Plaintiffs also argue that the equitable doctrine of promissory estoppel preserves “the
substance of the contract,” even if the contract is unenforceable under the statute of frauds. The
elements of promissory estoppel are: (1) a promise, (2) that the promisor should reasonably have
expected to induce action of a definite and substantial character on the part of the promisee, and
(3) that in fact produced reliance or forbearance of that nature in circumstances such that the
promise must be enforced if injustice is to be avoided. Novak v Nationwide Mut Ins Co, 235
Mich App 675, 686-687; 599 NW2d 546 (1999). Plaintiffs have not cited any authority in
support of their position that promissory estoppel can be applied to enforce an unwritten contract
involving an interest in real property, in avoidance of the statute of frauds. A party’s failure to
cite authority in support of its position waives the issue on appeal. People v Weathersby, 204
Mich App 98, 113; 514 NW2d 493 (1994). Further, it does not appear that Michigan law permits
application of promissory estoppel in this context. Hazime v Martine Oil of Indiana, Inc, 792 F
Supp 1067, 1069 (ED Mich, 1992). We therefore conclude that plaintiffs cannot rely on
promissory estoppel to avoid the statute of frauds.
Plaintiffs also argue extensively that the trial court erred in finding that no “meeting of
the minds” existed as a matter of law before the conclusion of discovery. Without a writing to
satisfy the statute of frauds, however, plaintiffs could not prevail in this action even if they could
show that Vincenti and Czekaj verbally agreed on the contractual terms. In any event, the trial
court did not err in finding no genuine issue of material fact on this issue. Although Vincenti
testified in his deposition that he believed that he and Czekaj would eventually consummate the
deal, he admitted several times that he and Czekaj never agreed to a set of mutually acceptable
terms.
Viewing the evidence in a light most favorable to plaintiffs, there was no genuine issue of
material fact concerning the existence of an enforceable contract for the sale of the parcel.

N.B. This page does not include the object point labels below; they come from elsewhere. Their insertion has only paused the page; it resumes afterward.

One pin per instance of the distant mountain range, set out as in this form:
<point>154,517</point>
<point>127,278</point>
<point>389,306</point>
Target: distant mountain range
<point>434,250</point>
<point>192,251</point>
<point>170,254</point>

Plaintiffs failed to satisfy the statute of frauds, and failed to raise any legally viable alternative to
producing a signed, written agreement. Accordingly, the trial court properly granted summary
disposition for defendants on the specific performance and promissory estoppel claims.1
Affirmed.
/s/ Henry William Saad
/s/ Kathleen Jansen
/s/ Jane E. Markey
1
Plaintiffs do not challenge the trial court’s dismissal of the remaining counts.